Nonostante numerosi ricorsi, la Corte costituzionale e il Tar del Lazio hanno confermato la legittimità del meccanismo, respingendo le contestazioni delle imprese. Tuttavia, la preoccupazione per la tenuta del settore ha portato il ministero dell’Economia a convocare un tavolo tecnico lo scorso 15 maggio, in cui è stata avanzata l’attuale proposta di saldo agevolato, basata su una suddivisione dei residui tra stato, regioni e imprese.

Nonostante l’apertura mostrata dal governo, la reazione delle principali associazioni di categoria è stata tutt’altro che positiva. Confapi Sanità, Conflavoro Pmi Sanità e Fifo Sanità Confcommercio hanno espresso “profonda preoccupazione” per l’impatto che la formulazione attuale del decreto potrebbe avere sull’intero tessuto produttivo nazionale. In particolare, le associazioni evidenziano tre carenze fondamentali nel decreto: franchigia minima di cinque milioni di euro, per tutelare le micro, piccole e medie imprese che risultano le più vulnerabili; contributo delle regioni, chiamate a partecipare alla copertura degli sforamenti dei tetti di spesa, considerata la corresponsabilità gestionale nella spesa sanitaria; dilazione pluriennale dei pagamenti, al fine di garantire la sostenibilità finanziaria e la continuità operativa delle aziende coinvolte.

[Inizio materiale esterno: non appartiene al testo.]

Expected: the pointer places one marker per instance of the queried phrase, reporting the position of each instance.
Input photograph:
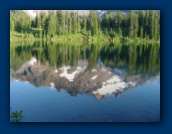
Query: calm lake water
(85, 82)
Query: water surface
(85, 82)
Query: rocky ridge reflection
(87, 69)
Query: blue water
(42, 104)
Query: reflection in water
(98, 69)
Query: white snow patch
(71, 76)
(104, 69)
(94, 77)
(80, 69)
(94, 70)
(52, 85)
(32, 61)
(113, 85)
(56, 70)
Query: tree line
(143, 24)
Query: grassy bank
(34, 34)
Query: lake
(85, 82)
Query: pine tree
(52, 24)
(131, 22)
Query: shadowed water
(85, 82)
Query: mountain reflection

Le proiezioni condivise dalle associazioni parlano chiaro: senza correttivi, il decreto rischia di innescare una crisi sistemica, con conseguenze sul piano occupazionale, sulla concorrenza e sulla continuità nell’erogazione delle forniture sanitarie. Il timore maggiore è che l’attuale assetto possa determinare un drastico ridimensionamento dell’offerta, favorendo una pericolosa deriva oligopolistica a danno del pluralismo e della qualità nel settore. Insomma, anche l’attuale testo attualmente all’esame di Palazzo Madama rischia di non essere pienamente risolutivo. Il rischio di non riuscire a lasciarsi alle spalle una volta per tutte il tema del ripiano degli anni 2015-2018 è ancora concreto. E sarà ancora necessario proseguire un dialogo istituzionale con le piccole aziende per evitare ripercussioni sull’intera filiera della sanità pubblica. Il tema potrebbe essere tutt’altro che chiuso.